Comment by dTal
10 days ago
>In a massive dataset of human writing, the answer to a question is by far the most common thing to follow a question.
No it isn't. Type a question into a base model, one that hasn't been finetuned into being a chatbot, and the predicted continuation will be all sorts of crap, but very often another question, or a framing that positions the original question as rhetorical in order to make a point. Untuned raw language models have an incredible flair for suddenly and unexpectedly shifting context - it might output an answer to your question, then suddenly decide that the entire thing is part of some internet flamewar and generate a completely contradictory answer, complete with insults to the first poster. It's less like talking with an AI and more like opening random pages in Borge's infinite library.
To get a base language model to behave reliably like a chatbot, you have to explicitly feed it "a transcript of a dialogue between a human and an AI chatbot", and allow the language model to imagine what a helpful chatbot would say (and take control during the human parts). The fact that this works - that a mere statistical predictive language model bootstraps into a whole persona merely because you declared that it should, in natural English - well, I still see that as a pretty "magic" trick.
>No it isn't. Type a question into a base model, one that hasn't been finetuned into being a chatbot, and the predicted continuation will be all sorts of crap, but very often another question, or a framing that positions the original question as rhetorical in order to make a point.....
To be fair, only if you pose this question singularly with no proceeding context. If you want the raw LLM to answer your question(s) reliably then you can have the context prepended with other question-answer pairs and it works fine. A raw LLM is already capable of being a chatbot or anything else with the right preceding context.
Right, but that was my point - statistically, answers do not follow questions without some establishing context, and as such, while LLMs are "simply" next word predictors, the chatbots aren't - they are Hofstaderian strange loops that we will into being. The simpler you think language models are, the more that should seem "magic".

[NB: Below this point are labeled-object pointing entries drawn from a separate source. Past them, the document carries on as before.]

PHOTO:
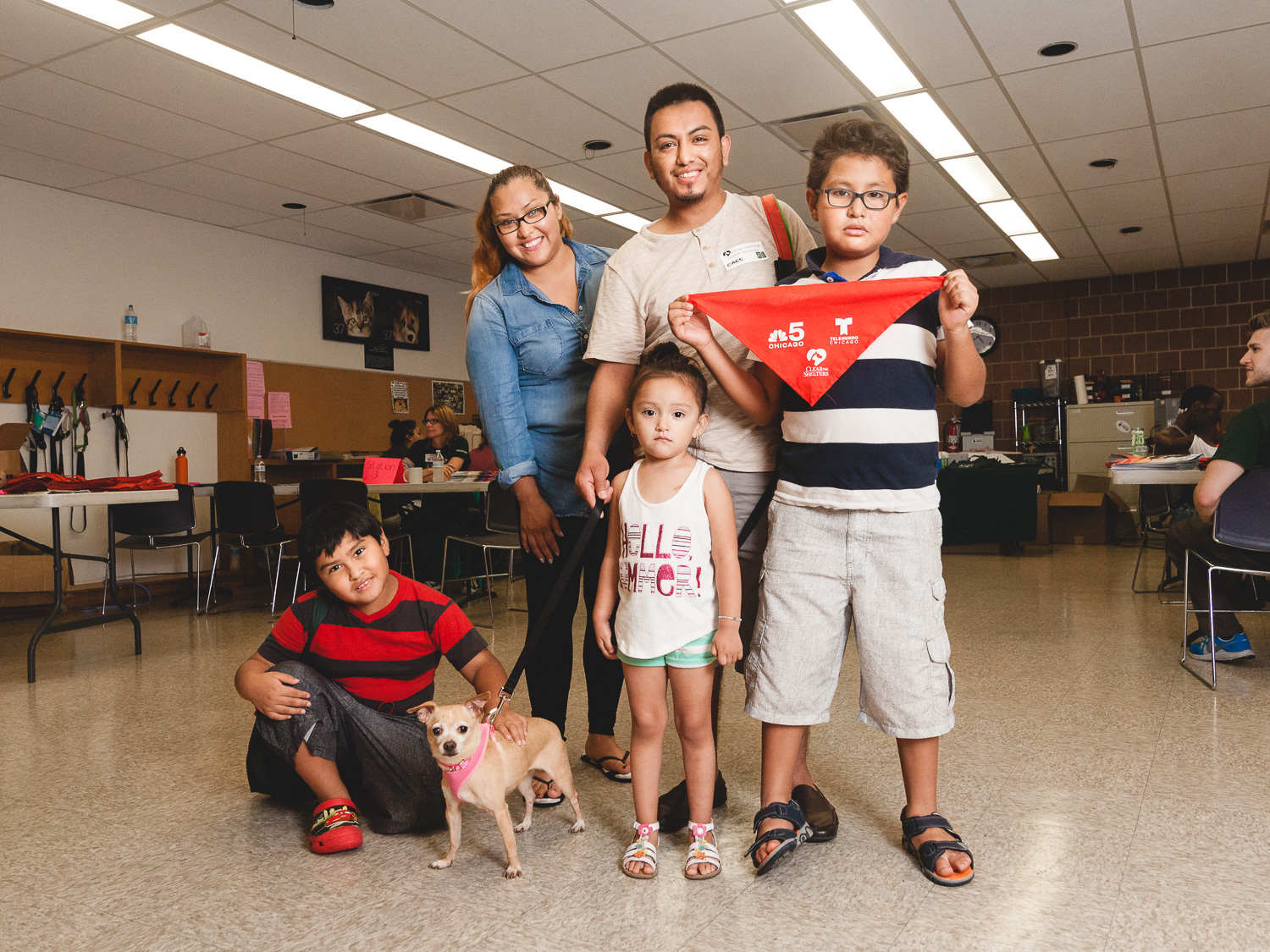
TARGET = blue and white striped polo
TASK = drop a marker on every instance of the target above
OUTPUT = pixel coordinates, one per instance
(871, 442)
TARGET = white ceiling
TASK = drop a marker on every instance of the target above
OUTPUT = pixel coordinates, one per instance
(1178, 91)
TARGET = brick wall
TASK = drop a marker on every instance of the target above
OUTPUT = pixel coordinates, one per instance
(1190, 319)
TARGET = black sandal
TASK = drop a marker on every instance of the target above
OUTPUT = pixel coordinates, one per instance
(927, 853)
(789, 839)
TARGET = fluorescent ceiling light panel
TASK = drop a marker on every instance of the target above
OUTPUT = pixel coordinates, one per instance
(627, 220)
(856, 42)
(111, 13)
(1035, 246)
(434, 142)
(927, 124)
(200, 48)
(973, 174)
(1010, 217)
(583, 202)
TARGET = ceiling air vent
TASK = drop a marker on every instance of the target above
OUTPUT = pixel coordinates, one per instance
(991, 261)
(804, 129)
(411, 207)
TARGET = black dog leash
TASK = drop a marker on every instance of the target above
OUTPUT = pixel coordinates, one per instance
(531, 640)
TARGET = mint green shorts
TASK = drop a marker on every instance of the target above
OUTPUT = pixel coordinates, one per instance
(695, 654)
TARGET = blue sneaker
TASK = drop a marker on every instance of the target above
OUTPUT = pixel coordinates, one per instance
(1227, 649)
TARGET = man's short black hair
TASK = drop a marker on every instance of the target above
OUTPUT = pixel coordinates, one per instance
(677, 94)
(1199, 393)
(325, 528)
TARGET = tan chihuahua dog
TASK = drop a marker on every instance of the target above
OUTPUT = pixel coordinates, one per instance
(479, 766)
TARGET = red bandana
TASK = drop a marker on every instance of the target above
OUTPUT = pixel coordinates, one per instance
(838, 322)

They're not simple though. You can understand, in a reductionist sense, the basic principles of how transformers perform function approximation; but that does not grant an intuitive sense of the nature of the specific function they have been trained to approximate, or how they have achieved this approximation. We have little insight into what abstract concepts each of the many billions of parameters map on to. Progress on introspecting these networks has been a lot slower than trial-and-error improvements. So there is a very real sense in which we have no idea how LLMs work, and they are literally "magic black boxes".
No matter how you slice it - if "magic" is a word which can ever be applied to software, LLM chatbots are sure as shit magic.